Al abrir la ventana observo aún cerradas las de mis vecinos. Debe ser, por decir algo, que están relajando las costumbres, que total para qué. A falta de saludo mañanero, oiga, se lo digo como lo siento, que empieza a echarse en falta el buenos días recíproco. Virgen de las Angustias, quién me lo iba a decir hace unos cuanto días. Decía que, a falta de saludo, he entretenido el rato en no quitar ojo a dos gatos en el alféizar de la ventana de enfrente. Uno es negro, el otro atigrado. El espacio en el que se mueven es muy estrecho. Se miran fijamente. El negro da un paso adelante, el atigrado se arquea. El negro retrocede, el atigrado se relaja. Cada uno quiere hacerse amo del territorio. El atigrado se lame los bigotes, en tanto el negro le mira con recelo. Sin venir a cuento, al menos para mí, los dos se erizan.

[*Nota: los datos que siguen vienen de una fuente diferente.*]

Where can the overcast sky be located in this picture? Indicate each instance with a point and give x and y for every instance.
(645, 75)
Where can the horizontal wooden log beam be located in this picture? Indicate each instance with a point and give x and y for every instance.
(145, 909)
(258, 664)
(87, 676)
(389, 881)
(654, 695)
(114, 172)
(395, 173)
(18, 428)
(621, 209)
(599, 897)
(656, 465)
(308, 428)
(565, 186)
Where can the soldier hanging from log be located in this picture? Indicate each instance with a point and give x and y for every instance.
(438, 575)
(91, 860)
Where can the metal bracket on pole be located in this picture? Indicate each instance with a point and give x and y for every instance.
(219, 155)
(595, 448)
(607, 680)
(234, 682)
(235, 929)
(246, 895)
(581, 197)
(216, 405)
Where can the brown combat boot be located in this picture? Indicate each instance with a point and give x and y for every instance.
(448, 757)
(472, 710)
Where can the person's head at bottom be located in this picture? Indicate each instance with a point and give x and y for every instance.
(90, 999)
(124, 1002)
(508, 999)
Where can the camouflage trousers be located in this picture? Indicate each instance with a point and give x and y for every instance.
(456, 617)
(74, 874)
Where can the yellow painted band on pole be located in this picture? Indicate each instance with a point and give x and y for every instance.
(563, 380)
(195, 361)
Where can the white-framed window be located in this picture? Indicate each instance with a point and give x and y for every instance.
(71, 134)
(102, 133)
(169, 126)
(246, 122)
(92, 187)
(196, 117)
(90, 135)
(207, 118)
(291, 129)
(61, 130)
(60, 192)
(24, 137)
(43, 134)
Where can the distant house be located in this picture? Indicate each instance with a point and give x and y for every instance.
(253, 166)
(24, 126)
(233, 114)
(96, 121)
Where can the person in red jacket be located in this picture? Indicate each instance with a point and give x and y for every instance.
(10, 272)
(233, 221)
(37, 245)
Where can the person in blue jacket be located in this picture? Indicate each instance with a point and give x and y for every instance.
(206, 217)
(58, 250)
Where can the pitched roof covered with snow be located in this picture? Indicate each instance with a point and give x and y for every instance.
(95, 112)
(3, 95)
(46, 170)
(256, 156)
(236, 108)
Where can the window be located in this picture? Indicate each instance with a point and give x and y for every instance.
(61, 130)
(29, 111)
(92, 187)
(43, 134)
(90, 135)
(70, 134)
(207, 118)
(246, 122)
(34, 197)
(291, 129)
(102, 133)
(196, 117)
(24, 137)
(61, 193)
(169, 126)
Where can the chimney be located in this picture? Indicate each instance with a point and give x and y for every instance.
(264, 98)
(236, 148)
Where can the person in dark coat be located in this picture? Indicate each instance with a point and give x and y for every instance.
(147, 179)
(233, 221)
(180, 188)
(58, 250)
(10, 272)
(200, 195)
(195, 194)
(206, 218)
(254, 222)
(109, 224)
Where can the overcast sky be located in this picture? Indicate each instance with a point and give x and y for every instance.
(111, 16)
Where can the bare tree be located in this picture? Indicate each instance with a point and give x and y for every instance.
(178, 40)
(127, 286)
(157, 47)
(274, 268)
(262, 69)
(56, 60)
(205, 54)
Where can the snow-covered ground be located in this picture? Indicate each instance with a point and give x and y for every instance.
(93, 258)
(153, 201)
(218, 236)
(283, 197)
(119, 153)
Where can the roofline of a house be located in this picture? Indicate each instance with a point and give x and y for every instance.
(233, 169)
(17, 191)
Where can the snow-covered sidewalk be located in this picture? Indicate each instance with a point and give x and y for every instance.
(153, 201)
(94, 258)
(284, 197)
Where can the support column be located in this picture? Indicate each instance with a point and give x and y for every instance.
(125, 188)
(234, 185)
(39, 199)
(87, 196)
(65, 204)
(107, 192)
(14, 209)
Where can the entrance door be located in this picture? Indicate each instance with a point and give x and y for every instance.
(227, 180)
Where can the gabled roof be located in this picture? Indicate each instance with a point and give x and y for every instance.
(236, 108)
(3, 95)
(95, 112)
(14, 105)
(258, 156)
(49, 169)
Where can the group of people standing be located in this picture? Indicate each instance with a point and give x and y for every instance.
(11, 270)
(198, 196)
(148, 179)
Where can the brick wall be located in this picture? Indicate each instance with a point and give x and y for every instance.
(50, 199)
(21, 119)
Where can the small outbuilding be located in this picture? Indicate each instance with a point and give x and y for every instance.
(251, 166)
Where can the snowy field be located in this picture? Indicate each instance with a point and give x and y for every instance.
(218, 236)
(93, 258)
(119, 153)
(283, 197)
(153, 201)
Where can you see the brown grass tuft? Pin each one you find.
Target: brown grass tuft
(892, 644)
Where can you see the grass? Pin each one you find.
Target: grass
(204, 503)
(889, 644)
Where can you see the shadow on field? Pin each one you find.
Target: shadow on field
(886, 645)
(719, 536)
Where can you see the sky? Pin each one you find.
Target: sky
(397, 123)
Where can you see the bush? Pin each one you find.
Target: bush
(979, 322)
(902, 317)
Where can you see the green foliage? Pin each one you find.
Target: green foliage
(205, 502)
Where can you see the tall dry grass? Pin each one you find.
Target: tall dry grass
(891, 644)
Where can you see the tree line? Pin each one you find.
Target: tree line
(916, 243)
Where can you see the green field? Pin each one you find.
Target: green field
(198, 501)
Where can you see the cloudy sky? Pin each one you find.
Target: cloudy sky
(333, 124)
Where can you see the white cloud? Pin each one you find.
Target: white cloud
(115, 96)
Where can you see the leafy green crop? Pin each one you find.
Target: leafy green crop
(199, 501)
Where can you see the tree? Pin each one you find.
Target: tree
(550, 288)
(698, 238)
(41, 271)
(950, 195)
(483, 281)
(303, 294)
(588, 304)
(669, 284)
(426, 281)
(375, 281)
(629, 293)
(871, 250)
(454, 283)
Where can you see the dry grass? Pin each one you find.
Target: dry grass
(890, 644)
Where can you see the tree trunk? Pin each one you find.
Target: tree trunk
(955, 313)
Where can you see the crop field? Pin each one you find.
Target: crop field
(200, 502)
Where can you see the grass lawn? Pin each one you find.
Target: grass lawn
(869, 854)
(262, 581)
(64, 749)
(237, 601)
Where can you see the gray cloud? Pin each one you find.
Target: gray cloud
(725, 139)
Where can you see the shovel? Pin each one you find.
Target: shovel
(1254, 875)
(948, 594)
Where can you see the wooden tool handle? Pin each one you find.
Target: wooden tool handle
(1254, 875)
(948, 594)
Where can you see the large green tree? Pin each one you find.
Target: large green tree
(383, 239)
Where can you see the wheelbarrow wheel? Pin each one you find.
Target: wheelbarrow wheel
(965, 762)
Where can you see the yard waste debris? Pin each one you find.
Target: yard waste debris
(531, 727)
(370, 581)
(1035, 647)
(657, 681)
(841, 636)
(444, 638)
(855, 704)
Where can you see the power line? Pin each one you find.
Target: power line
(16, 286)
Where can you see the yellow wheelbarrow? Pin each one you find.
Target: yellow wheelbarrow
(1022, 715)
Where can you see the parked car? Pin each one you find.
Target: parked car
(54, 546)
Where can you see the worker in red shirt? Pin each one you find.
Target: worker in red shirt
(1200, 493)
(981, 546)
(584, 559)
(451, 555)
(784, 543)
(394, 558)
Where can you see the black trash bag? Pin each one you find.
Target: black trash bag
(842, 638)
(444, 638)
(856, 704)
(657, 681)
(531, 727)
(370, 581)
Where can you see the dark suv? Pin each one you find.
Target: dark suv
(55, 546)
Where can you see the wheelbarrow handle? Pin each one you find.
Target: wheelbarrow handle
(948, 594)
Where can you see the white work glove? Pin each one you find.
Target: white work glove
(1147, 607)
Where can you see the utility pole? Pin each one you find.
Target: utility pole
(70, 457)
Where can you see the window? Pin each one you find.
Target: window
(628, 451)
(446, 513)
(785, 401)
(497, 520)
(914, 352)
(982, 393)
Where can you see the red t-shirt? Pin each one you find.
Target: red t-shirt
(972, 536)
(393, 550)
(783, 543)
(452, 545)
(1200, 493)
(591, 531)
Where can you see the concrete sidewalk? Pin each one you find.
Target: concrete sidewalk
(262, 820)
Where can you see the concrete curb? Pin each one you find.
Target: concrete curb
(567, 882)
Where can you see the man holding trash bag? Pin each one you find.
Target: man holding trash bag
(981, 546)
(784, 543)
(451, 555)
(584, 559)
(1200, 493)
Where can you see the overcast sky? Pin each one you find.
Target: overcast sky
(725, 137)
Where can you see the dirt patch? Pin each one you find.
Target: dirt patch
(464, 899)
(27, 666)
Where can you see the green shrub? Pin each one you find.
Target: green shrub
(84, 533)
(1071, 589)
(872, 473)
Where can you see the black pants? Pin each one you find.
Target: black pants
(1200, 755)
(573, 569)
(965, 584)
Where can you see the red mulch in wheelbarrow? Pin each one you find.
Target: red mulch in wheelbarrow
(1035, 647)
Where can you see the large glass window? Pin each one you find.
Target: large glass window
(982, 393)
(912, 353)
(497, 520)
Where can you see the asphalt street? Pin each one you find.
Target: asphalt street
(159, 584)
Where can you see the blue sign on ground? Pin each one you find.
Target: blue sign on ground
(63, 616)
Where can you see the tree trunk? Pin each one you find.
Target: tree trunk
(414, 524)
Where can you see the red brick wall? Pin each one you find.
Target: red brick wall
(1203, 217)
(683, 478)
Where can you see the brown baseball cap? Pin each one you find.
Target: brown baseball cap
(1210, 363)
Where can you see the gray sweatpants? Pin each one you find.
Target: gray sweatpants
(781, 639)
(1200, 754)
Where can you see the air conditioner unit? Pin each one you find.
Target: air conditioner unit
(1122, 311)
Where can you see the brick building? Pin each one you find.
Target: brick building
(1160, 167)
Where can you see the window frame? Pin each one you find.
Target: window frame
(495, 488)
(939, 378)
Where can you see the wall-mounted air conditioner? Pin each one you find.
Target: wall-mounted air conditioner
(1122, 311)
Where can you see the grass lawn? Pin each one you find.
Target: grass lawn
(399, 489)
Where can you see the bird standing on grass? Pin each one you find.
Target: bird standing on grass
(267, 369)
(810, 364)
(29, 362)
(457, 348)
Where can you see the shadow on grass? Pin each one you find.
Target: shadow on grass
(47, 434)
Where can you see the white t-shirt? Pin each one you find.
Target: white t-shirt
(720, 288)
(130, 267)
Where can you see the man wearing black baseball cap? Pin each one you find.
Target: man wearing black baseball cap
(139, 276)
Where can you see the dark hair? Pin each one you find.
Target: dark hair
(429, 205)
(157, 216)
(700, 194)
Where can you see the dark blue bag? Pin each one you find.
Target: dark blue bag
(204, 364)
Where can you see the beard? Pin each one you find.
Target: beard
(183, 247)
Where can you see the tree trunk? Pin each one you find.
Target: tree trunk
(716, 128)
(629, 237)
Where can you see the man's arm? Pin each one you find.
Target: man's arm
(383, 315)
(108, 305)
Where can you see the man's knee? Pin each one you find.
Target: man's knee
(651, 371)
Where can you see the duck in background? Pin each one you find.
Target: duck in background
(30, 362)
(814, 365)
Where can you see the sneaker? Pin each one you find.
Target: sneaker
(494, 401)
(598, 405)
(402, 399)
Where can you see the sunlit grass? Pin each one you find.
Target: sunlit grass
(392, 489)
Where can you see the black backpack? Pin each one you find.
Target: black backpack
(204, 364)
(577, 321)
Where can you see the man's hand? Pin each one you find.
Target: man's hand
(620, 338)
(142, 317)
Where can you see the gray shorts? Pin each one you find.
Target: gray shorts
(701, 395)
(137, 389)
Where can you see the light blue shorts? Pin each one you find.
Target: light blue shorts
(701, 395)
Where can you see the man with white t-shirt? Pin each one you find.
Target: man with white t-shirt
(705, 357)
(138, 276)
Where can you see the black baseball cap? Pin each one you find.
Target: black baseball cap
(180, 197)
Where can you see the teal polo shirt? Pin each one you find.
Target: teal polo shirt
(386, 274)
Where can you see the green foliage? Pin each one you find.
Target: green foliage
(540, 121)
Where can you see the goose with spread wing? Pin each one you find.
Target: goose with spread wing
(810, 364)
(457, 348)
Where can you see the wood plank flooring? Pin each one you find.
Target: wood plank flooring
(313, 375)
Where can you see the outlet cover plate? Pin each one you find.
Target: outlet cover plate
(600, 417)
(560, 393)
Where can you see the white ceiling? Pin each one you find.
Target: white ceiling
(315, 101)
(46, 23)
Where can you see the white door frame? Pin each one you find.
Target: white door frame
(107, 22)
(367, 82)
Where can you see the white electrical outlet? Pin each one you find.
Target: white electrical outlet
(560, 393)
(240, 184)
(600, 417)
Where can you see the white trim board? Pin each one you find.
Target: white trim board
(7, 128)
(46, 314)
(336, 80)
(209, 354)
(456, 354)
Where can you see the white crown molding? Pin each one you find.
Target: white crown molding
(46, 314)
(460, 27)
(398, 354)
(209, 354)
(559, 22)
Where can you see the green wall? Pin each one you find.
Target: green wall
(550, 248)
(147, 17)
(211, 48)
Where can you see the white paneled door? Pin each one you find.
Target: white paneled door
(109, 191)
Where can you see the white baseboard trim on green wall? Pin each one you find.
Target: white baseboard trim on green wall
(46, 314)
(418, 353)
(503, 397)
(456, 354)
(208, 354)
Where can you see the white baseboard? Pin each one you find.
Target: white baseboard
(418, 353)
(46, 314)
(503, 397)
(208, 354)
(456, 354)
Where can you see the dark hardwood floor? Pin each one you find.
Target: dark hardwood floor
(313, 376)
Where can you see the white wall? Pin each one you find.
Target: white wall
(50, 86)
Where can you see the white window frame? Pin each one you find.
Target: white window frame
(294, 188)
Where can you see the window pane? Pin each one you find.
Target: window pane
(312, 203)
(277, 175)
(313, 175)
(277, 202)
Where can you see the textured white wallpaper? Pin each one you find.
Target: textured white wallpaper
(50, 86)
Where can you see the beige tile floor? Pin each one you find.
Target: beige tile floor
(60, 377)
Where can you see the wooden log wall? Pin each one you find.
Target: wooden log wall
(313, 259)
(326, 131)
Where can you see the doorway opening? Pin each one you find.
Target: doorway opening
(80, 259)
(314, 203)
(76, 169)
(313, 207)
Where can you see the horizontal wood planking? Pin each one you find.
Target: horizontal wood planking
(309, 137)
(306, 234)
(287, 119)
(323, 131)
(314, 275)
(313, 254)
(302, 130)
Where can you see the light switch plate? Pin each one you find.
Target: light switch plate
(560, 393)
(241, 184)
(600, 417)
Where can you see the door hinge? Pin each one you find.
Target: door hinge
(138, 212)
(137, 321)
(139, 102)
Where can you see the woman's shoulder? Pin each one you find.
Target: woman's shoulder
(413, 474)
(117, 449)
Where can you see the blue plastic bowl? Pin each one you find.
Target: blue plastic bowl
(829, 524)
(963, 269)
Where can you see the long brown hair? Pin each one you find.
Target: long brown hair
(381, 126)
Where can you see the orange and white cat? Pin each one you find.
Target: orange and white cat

Intuyo gresca al canto. El atigrado levanta la pata delantera izquierda, el negro se enrosca con la cola rígida, señal, me parece, de actitud agresiva. La persiana de la ventana comienza a elevarse y los dos gatos salen de estampida. Fin del espectáculo felino.
Tras la persiana una ventana. Detrás de los cristales un vecino. El vecino abre la ventana. Tengo la sensación de estar viendo una película a cámara lenta. El vecino murmulla un buenos días. Como si se hubieran puesto de acuerdo, suben las persianas, se abren las ventanas, comienza la cortesía diaria, el gesto de saludo, el cruce de frases consabidas tales como “un día más”, “un día menos”, “¿todos bien? “Sí, de momento, todos bien, gracias. Hoy está un poco nublado”, “seguro que levanta”, “esperemos, por lo menos que veamos el sol”, y así de seguido hasta que uno de mis vecinos me pregunta si voy de fiesta. ¿Cómo que si voy de fiesta, qué fiesta? No, lo digo, me dice, por tu vestimenta. Ya ves, le respondo, por alegrarme el día, sabes que yo, sin dudarlo, me quedo en casa.